Mr. Alpha said, ‘I never wanted to be a grounder. Sounded fucking dull, stuck in a shop all day, doing the same thing day in and day out. At least we get to go places and play police.’ He carried on eating.

‘Grounders are important. They’re the local eyes and ears, they’re usually the ones that find us snags. Not everything is about running around town and shooting your gun off. It was obvious that you didn’t have the stomach to sit still and keep your mouth shut for more than ten bloody seconds.’ Mr. Omega chuckled to himself, lines creasing. ‘That’s why I picked you up. You showed the minutest promise for legwork. Shit, I should eat this.’ Mr. Omega attacked the pie with a voracity that suggested indigestion was waiting for him on the horizon.

Mr. Alpha finished his pie and threw aside the paper bag it came in. He scratched his nose, wondering if it was good time to ask about the ex-Mr. Alpha. And why he was ex.

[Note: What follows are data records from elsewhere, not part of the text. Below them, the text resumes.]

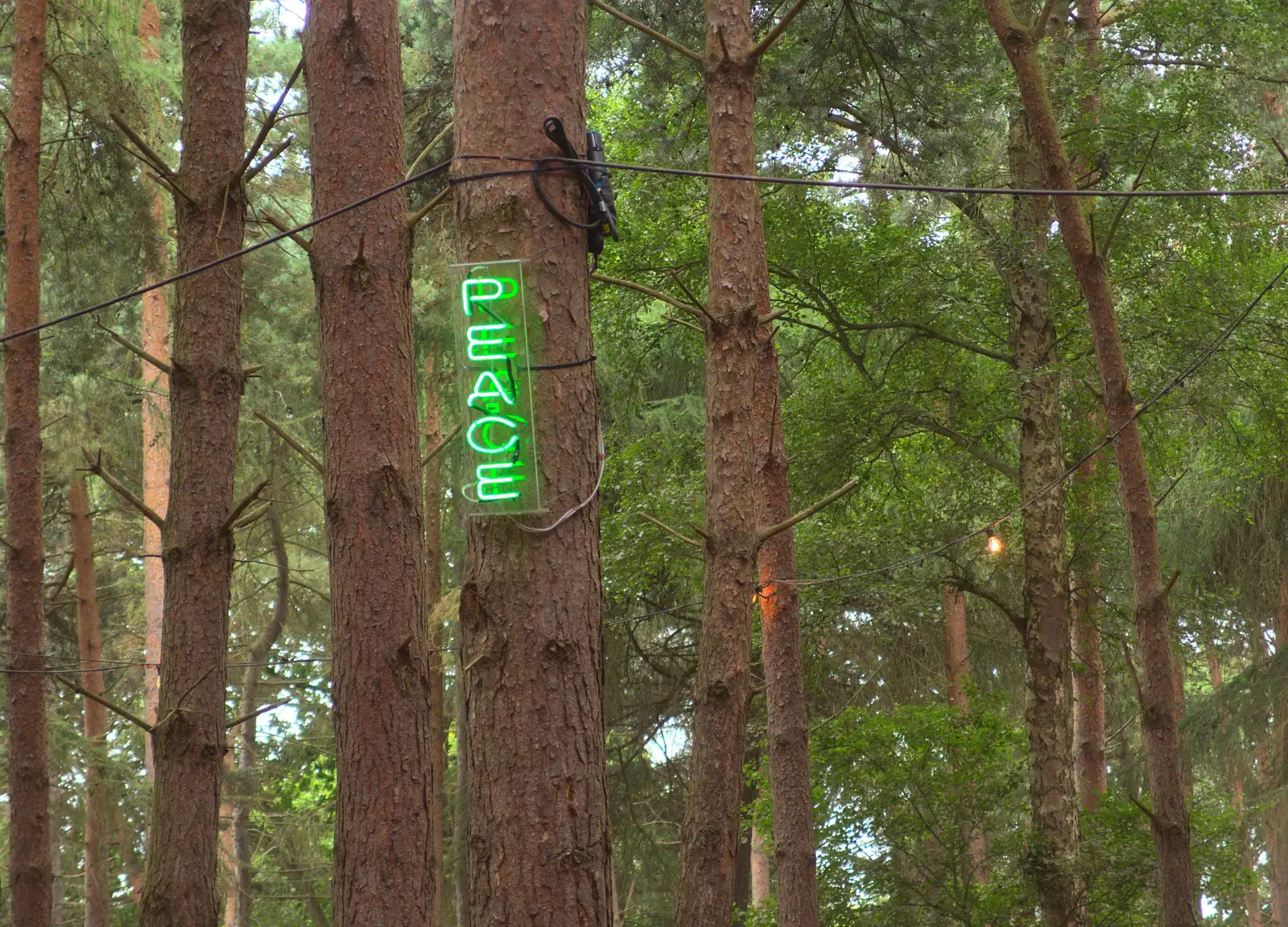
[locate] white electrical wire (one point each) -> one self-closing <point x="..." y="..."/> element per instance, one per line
<point x="580" y="505"/>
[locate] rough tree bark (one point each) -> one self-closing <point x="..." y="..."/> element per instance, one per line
<point x="383" y="850"/>
<point x="736" y="289"/>
<point x="258" y="653"/>
<point x="1022" y="263"/>
<point x="1092" y="774"/>
<point x="760" y="880"/>
<point x="25" y="545"/>
<point x="155" y="339"/>
<point x="956" y="649"/>
<point x="781" y="634"/>
<point x="957" y="673"/>
<point x="1054" y="853"/>
<point x="433" y="590"/>
<point x="98" y="888"/>
<point x="1253" y="898"/>
<point x="531" y="604"/>
<point x="1277" y="823"/>
<point x="461" y="805"/>
<point x="1170" y="815"/>
<point x="180" y="888"/>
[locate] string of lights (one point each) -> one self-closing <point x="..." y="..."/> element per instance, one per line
<point x="551" y="165"/>
<point x="1179" y="380"/>
<point x="1090" y="193"/>
<point x="562" y="164"/>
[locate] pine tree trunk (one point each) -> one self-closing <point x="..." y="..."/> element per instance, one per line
<point x="1092" y="774"/>
<point x="1170" y="821"/>
<point x="956" y="649"/>
<point x="57" y="813"/>
<point x="250" y="702"/>
<point x="760" y="882"/>
<point x="156" y="412"/>
<point x="98" y="888"/>
<point x="433" y="590"/>
<point x="375" y="542"/>
<point x="1088" y="699"/>
<point x="781" y="643"/>
<point x="1053" y="797"/>
<point x="227" y="849"/>
<point x="30" y="875"/>
<point x="957" y="674"/>
<point x="1277" y="822"/>
<point x="531" y="604"/>
<point x="180" y="888"/>
<point x="461" y="806"/>
<point x="1253" y="899"/>
<point x="736" y="291"/>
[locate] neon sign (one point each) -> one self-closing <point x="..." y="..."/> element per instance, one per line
<point x="496" y="344"/>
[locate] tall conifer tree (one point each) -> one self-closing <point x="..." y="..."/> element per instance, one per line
<point x="531" y="603"/>
<point x="180" y="886"/>
<point x="384" y="765"/>
<point x="25" y="542"/>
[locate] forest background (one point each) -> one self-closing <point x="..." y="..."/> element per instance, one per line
<point x="897" y="349"/>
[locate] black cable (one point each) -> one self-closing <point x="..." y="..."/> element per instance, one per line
<point x="541" y="167"/>
<point x="235" y="255"/>
<point x="863" y="184"/>
<point x="564" y="366"/>
<point x="541" y="195"/>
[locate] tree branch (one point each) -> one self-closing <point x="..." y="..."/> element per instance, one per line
<point x="287" y="437"/>
<point x="656" y="294"/>
<point x="246" y="718"/>
<point x="414" y="219"/>
<point x="283" y="227"/>
<point x="427" y="150"/>
<point x="682" y="322"/>
<point x="1040" y="26"/>
<point x="1122" y="210"/>
<point x="270" y="120"/>
<point x="669" y="529"/>
<point x="650" y="32"/>
<point x="133" y="348"/>
<point x="146" y="154"/>
<point x="968" y="444"/>
<point x="106" y="703"/>
<point x="229" y="523"/>
<point x="939" y="336"/>
<point x="438" y="448"/>
<point x="96" y="467"/>
<point x="808" y="513"/>
<point x="966" y="585"/>
<point x="268" y="159"/>
<point x="777" y="31"/>
<point x="253" y="517"/>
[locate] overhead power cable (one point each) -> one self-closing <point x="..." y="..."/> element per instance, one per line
<point x="560" y="164"/>
<point x="544" y="167"/>
<point x="231" y="257"/>
<point x="1179" y="380"/>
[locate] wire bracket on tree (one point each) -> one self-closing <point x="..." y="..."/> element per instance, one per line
<point x="594" y="178"/>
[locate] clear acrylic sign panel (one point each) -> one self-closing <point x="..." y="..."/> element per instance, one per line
<point x="497" y="345"/>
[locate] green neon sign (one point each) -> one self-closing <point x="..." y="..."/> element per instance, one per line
<point x="496" y="348"/>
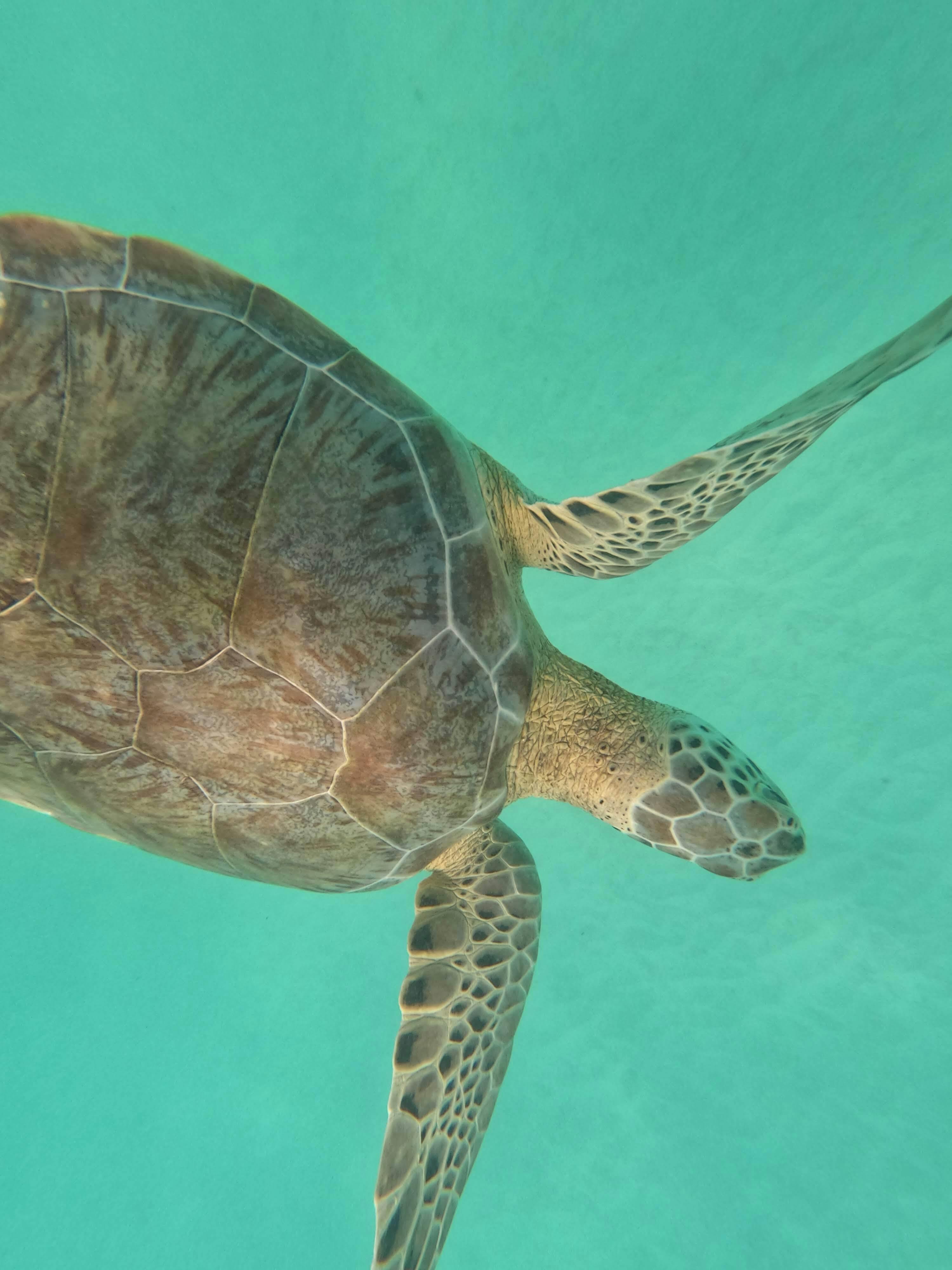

‘Question?’ Mr. Omega shouted through pastry.

Mr. Alpha didn’t have the courage to mine that particular topic, not just yet. He shook his head.

They emerged from the alleyway into another wide road, gummed up with slow traffic, lined with warehouses. Mr. Alpha spotted the place quickly: about twenty metres to their left was a crimson warehouse, looking recently repainted and rust-free. Metallic letters with neon surround spelt out “Scala Caeli”.

‘Jesus H,’ said Mr. Alpha. ‘It stands out a bit. This is what we call a secret operation?’

Mr. Omega sighed. He finished his pie, scrunched up the bag and threw it towards a nearby cat which moved away at its own pace. ‘Remember, they have to run a proper business. If you wanted to have yourself put into cryogenic suspension, would you purchase the service with a company that stored you in a rusty old shed with spiders or one that had bright, shiny, modern-looking digs?’

‘It’s a good point,’ Mr. Alpha answered.

As they crossed the road, snaking through slow-moving cars, Mr. Omega said, ‘Of course it’s a damn good point. Kids today… where is the fucking respect for one’s elders?’